ICA: Independent Component Analysis)

Description

Independent Component Analysis

Negentropie: Entropiedifferenz zu einer entsprechenden normalverteilten Zufallsvariable J(y)=|E(G(y)-E(G(v)))|^2

Usage

ICA(Data,OutputDimension=2,Contrastfunction="logcosh",

Alpha=1,Iterations=200,PlotIt=FALSE,Cls)

Arguments

Data

array of data: n cases in rows, d variables in columns, matrix is not symmetric or distance matrix, in this case matrix has to be symmetric

OutputDimension

Number of dimensions in the Outputspace, default=2

Contrastfunction

Maximierung der Negentropie ueber geeignete geeignete Kontrastfunktion Default: 'logcosh' G(u)=1/a*log cosh(a*u) 'exp': G(u)=-exp(u^2/2)

Alpha

onstant with 1<=alpha<=2 used in approximation to neg-entropy when fun == "logcosh"

Iterations

maximum number of iterations to perform.

PlotIt

Default: FALSE, If TRUE: Plots the projection as a 2d visualization.

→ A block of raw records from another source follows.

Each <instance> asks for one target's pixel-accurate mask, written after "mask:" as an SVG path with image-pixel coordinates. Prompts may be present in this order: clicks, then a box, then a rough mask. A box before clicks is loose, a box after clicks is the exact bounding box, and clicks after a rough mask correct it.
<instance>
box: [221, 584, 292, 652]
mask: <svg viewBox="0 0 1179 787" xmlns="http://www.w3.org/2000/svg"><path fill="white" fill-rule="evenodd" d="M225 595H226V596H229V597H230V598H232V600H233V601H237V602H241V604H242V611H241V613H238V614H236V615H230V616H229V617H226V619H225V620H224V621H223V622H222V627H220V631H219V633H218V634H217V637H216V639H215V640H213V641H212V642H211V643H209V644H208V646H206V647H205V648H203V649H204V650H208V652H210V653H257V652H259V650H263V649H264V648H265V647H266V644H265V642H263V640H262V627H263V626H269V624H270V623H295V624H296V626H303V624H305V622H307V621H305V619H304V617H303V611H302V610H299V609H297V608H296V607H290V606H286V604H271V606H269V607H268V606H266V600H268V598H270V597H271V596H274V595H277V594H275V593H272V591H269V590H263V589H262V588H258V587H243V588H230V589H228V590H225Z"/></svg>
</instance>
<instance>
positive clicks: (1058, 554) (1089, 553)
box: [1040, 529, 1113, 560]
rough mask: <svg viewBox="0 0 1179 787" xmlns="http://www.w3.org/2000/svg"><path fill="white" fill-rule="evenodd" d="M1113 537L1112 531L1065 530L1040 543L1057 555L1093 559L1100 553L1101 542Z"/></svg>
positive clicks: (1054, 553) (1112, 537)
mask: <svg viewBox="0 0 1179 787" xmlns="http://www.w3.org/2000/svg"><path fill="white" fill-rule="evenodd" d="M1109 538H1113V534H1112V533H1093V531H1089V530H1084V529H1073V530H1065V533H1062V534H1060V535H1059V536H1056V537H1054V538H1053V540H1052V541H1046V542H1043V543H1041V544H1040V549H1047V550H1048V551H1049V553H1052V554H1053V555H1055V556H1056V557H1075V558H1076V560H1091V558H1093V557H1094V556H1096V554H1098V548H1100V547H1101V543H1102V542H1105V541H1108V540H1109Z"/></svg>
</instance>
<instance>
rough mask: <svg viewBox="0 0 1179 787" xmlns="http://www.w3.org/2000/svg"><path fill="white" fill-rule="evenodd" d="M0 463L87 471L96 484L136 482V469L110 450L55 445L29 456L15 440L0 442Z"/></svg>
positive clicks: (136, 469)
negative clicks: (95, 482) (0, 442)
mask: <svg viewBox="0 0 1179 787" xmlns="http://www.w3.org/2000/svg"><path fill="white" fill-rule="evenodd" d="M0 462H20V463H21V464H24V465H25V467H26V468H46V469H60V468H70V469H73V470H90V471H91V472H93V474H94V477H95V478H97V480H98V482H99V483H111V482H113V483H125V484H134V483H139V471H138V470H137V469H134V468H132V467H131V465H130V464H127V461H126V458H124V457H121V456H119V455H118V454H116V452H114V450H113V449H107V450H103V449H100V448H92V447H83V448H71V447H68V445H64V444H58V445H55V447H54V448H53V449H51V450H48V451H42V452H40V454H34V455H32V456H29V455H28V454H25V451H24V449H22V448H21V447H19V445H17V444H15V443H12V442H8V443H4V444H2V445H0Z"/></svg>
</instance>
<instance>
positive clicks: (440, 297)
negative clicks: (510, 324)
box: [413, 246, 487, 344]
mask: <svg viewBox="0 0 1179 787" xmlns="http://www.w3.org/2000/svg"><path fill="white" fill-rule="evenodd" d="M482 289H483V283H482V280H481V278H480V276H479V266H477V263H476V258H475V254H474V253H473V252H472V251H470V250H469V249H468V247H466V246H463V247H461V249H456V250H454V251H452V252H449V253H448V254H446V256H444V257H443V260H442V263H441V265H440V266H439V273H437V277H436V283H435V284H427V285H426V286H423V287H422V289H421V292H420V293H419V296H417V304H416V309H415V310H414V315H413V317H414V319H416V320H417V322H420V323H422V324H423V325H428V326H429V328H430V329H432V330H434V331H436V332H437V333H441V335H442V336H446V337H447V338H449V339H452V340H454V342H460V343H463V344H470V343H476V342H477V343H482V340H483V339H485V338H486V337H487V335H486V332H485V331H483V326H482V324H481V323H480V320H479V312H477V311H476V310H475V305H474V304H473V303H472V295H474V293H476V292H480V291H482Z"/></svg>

OutputDimension>2: only the first two dimensions will be shown

Cls

[1:n,1] Optional,: only relevant if PlotIt=TRUE. Numeric vector, given Classification in numbers: every element is the cluster number of a certain corresponding element of data.

Value

ProjectedPoints

[1:n,OutputDimension], n by OutputDimension matrix containing coordinates of the Projectio

Mixing

[1:OutputDimension,1:d] Mischungsmatrix s.d gilt Data=MixingMatrix*ProjectedPoints

Unmixing

Entmischungsmatrix mit Data*Unmixing=ProjectedPoints

PCMatrix

pre-whitening matrix that projects data onto the first n.comp principal components.